The problem, then, isn’t just with right-wing villainization, it’s with who the right elevates as its champions. Every movement elevates heroes and leaders, but in the age of Trump, the right’s heroes are created almost entirely through pugilism and confrontation, not through inspiration or elevation. . . . . The first rule of the right is simple: You must fight. In their minds, McCain didn’t fight, so he lost. Romney didn’t fight, so he lost. Trump fought, so he won.

And if your chief combatant is also a gullible conspiracy theorist, then it orients the entire community toward the most lurid of tales.

Of course the friend/enemy distinction is older than politics, but the twist here is that right-wing media doesn’t just elevate the wrong heroes — by making the mainstream media an enemy every bit as loathed as its partisan political opponents — it also walls itself off from accountability. . . . . In this world, the conspiracy theorists are both the fact-finders and the fact-checkers, and there is no restraint on the reach of their lies.

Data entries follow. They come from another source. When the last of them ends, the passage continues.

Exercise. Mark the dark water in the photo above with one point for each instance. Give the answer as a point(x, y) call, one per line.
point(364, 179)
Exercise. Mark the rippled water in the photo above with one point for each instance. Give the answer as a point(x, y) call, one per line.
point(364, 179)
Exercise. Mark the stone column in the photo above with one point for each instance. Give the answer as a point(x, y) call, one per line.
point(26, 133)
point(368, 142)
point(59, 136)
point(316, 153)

A real-world example helps explain the dynamic. A few days ago, several people I know shared a viral social media post from a Newsmax host named David Harris Jr. that included a video that purported to show a line of Somali illegal immigrants waiting to get driver’s licenses . . . Almost immediately, both local media and Florida officials debunked the video. Christina Pushaw, a spokesperson for Gov. Ron DeSantis, posted, “The people waiting for driver licenses & IDs in the video are black AMERICANS. Not Somalians or any type of illegal aliens!”

But MAGA scorns the mainstream media, and it is skeptical of DeSantis after he challenged Trump. In the friend/enemy world of the right, the allegation came from a friend, all the debunking came from enemies, and why would anyone believe those terrible people?

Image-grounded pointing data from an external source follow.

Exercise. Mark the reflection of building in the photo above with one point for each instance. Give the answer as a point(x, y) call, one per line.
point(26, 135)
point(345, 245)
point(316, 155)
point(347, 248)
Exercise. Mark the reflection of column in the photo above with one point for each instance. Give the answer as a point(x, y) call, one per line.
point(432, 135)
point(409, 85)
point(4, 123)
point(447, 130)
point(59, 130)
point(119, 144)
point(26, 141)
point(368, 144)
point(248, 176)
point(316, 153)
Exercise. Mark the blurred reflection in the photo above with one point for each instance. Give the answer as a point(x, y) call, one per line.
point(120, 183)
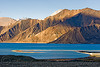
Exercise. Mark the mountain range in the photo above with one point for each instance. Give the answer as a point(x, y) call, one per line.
point(64, 26)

To make matters worse, when you talk to people who are deeply embedded in MAGA America, you know that the friend/enemy distinction isn’t just relevant to how they view public figures, it also applies to personal relationships. MAGA is a very tightly knit community, which gives its members an immense amount of purpose, joy and fellowship, but that community is conditioned on unwavering support for Trump.

How many times can a friend lie to you and remain a friend? Ordinary Republicans should be offended at the way their own media has treated them. They should be outraged at the lack of respect for their independence and intelligence. But for now, they hate or fear their enemies so much that they will not properly vet their friends, and when your friend in chief is Donald Trump, then you will be led astray.